"I made a bow and said, 'Madam, I only came to inform you that I shall not come today.' Well, and then I went."
Moritz shrugged his shoulders: "I don't see anything wonderful in that. That is the sort of thing you experience in order to tell about it afterward."
"You experience nothing and you tell nothing," concluded Boris, and he laid his head down on the grass again and pulled his hat over his eyes.
The two young men were silent; Boris seemed to be sleeping, Moritz sat leaning up against the trunk of the willow and looked out upon the plain, over which a uniform hum could be heard, the profoundly reassured activity of a sunny work-day. This made him sad and discouraged. He had a disagreeably distinct feeling that he himself was uninteresting and commonplace. The girls fell in love with others, unusual experiences existed for others; and even his sleek, pale-blond hair, his round face, his light-blue eyes seemed to cause him woe. And suddenly a very remote recollection came to him. He must have been a very small child as he sat with his nurse in the sunny garden-corner, yonder on the West Prussian estate. The old woman was asleep, her lean face reddened by the heat, and the air was full of a uniform, sleepy sound. The great burdock leaves, heated by the sun, discharged a strong sourish odor, and the child felt it to be something that would never change. But beyond the fence, from below in the village, the laughter and cries of children reached him from time to time, the children who had experiences.
Moritz started up. "Nonsense," he murmured, and he leaned forward and began to shake Boris. "Here, don't sleep."
"What is it," asked Boris, "why this brutality?"

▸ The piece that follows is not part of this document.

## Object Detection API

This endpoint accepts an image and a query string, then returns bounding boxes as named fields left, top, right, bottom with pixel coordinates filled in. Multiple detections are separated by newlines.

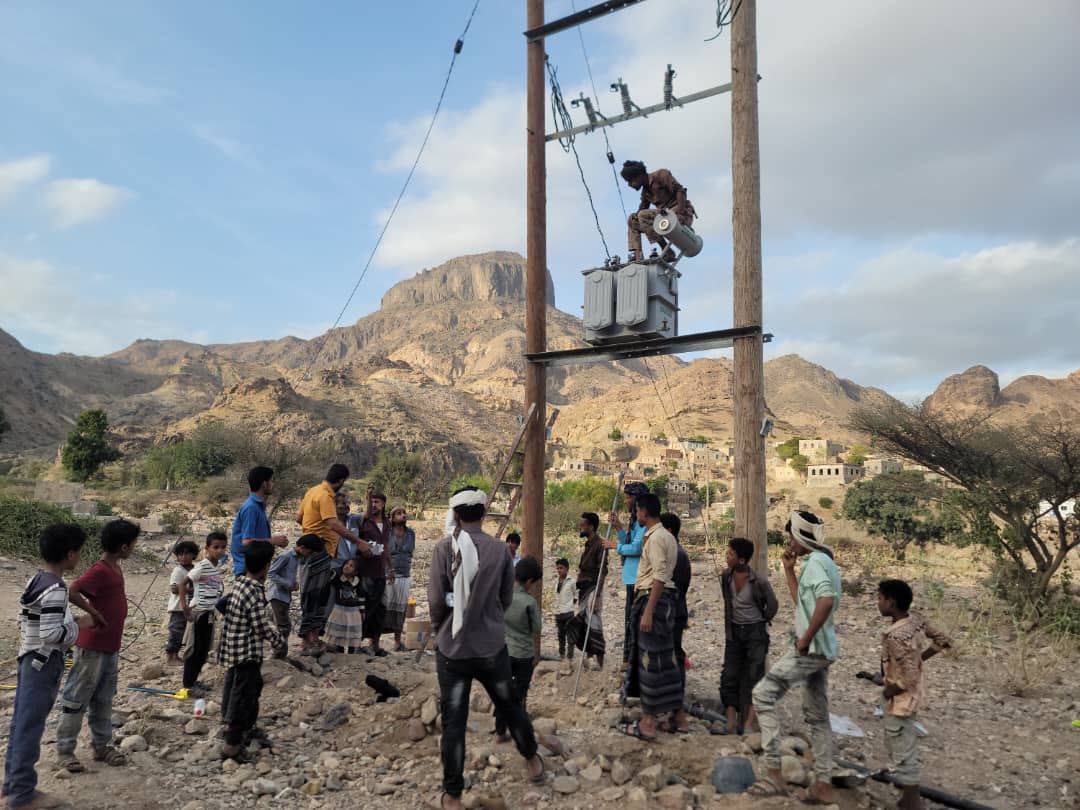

"Come and take a swim," said Moritz.
"Swim?" repeated Boris, opening his eyes and looking sharply and reflectively at Moritz, as if trying to read something in him. "All right, let's go swimming," he decided.
The lake was very blue, and full of hard, gently swaying lights. Between the horse-willows and the club-reeds wild ducks floated motionless, like shining metal objects.
"Pretty," said Boris; "to climb down into this bowl of color is rather smart, sure enough."